I don’t care what bathroom you identify with. If you look under the stall you’re going to need a dentist.
Cutest thing I saw was the dad angrily slamming the sliding door of his minivan but it slowed down by itself and latched silently and then it was just kind of sad.
My 6 year old is telling me a story, oh wait, now he’s 9.
How normal people flirt…”Hey Sexy*
How I flirt …If you were a tree you’d be a great tree
wife: Why are there chicken nuggets all over the front yard?
me [whispers] Why are there chicken nuggets all over the front yard?
toddler [whispers] I planted chicken nugget trees
me: He planted chicken nugget trees
FOR THE LAST TIME, MY EYES ARE UP HERE
I yelled at my gynecologist
If I give up my seat for you on the bus, it’s my right to stand in front of you and stare down your blouse. I think it’s in the Bible.
“We should get a bell so that when we need you we can just ring it” – my child, hiring me as his servant
Her: The laundry pods are missing!
Me: Oh really?
H: Did you eat them again?
M: Absolutely not *burps bubbles* why?
H: JUST CALL IT A HUNCH!
Professor: There are no stupid questions
Me: What happens if you stab someone with a healing crystal?

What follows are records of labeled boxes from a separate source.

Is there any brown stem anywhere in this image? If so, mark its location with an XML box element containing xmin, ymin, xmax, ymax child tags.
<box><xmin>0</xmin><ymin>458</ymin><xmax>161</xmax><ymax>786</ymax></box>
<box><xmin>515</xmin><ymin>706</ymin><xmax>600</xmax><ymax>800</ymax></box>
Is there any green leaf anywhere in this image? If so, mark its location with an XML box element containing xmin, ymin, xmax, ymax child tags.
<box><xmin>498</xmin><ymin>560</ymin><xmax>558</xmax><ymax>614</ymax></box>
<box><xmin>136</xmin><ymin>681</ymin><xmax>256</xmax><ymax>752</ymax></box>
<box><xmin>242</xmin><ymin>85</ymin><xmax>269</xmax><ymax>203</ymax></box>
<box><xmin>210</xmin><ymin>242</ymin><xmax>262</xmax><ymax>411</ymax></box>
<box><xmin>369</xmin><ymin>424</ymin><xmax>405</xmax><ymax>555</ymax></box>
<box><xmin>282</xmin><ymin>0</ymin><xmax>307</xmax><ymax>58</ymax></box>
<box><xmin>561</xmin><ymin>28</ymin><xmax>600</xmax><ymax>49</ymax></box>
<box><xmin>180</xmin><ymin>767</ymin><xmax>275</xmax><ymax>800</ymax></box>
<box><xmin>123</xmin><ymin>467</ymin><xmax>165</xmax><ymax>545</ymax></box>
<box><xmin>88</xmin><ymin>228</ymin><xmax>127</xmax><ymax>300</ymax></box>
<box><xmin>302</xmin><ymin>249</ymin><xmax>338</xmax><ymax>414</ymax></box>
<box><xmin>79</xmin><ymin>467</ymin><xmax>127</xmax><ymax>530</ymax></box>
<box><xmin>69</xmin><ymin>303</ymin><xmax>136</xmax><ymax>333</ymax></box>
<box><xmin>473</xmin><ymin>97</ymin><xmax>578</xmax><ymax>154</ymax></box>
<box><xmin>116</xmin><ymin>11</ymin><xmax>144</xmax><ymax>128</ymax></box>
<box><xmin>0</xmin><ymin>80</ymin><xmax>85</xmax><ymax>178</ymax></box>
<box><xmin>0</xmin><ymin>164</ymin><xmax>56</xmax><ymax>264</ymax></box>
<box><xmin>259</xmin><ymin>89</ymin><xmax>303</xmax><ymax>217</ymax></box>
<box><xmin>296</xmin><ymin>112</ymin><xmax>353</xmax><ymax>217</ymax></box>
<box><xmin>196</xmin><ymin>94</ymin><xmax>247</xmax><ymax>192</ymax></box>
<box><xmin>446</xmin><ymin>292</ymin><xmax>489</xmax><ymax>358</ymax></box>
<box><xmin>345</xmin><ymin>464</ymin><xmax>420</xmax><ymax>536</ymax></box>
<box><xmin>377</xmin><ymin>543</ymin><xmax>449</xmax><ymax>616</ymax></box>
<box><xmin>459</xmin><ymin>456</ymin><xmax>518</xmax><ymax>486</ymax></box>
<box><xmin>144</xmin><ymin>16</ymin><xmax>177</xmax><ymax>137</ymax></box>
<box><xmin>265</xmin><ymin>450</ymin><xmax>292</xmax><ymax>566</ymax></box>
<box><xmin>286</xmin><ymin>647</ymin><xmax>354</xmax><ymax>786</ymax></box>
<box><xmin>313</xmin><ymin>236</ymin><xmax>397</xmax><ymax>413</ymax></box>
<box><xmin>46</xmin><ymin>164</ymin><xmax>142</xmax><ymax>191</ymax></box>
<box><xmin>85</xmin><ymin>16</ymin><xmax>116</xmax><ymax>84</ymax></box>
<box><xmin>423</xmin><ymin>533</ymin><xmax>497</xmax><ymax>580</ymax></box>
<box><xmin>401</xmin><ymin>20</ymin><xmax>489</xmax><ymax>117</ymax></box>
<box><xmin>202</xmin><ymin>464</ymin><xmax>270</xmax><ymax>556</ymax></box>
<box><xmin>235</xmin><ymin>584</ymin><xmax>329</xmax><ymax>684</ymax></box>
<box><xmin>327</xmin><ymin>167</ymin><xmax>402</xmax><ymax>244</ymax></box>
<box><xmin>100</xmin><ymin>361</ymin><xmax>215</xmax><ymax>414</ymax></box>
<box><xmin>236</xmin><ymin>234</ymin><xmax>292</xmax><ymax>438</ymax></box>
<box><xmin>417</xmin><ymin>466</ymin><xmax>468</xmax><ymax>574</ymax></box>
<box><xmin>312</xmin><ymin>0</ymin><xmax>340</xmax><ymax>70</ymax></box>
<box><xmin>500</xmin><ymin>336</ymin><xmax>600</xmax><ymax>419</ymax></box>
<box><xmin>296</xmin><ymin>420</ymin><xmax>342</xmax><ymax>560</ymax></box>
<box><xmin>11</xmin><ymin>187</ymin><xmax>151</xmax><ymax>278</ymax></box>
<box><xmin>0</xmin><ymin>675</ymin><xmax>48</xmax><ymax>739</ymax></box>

Professor: There is one stupid question
[inventing worcestershire sauce]
Lea: We’ll bottle pickled anchovy juice and name it unpronounceable.
Perrins: That might work.
My wife and I take turns going to our 11-year-old’s swim meets.
Two weeks in a row, when it was my turn, the meet got canceled.
Now our daughter always wants it to be my turn.
Looks like we all just want to stay home.
Child: [eating cereal]
Me [looking at table]: WOW. Not a single piece of cereal spilled on the table?! Nice job.
Child: Thank you.
Me [taking a step]: *crunch*
Child:
Me: There it is.
when your friend and their shitty ex get back together and you’re just waiting for things to go bad…
My daughter and niece have a new game where they pretend to be grannies and the game is just them loudly complaining about things in old lady voices. Anyway I’m waiting for my turn to play
“Do you want the latest dirt?”
-No, but I appreciate the sediment.
“Chest, chest, chest and chest, chest and chest” – T-Rex singing “Head, shoulders, knees and toes”.
Everyone hates math until their paycheck looks funny… then all of a sudden you know trigonometry
I hope my husband never gets Alzheimer’s but if he does, I imagine my favorite part will be saying “I gave you one yesterday.”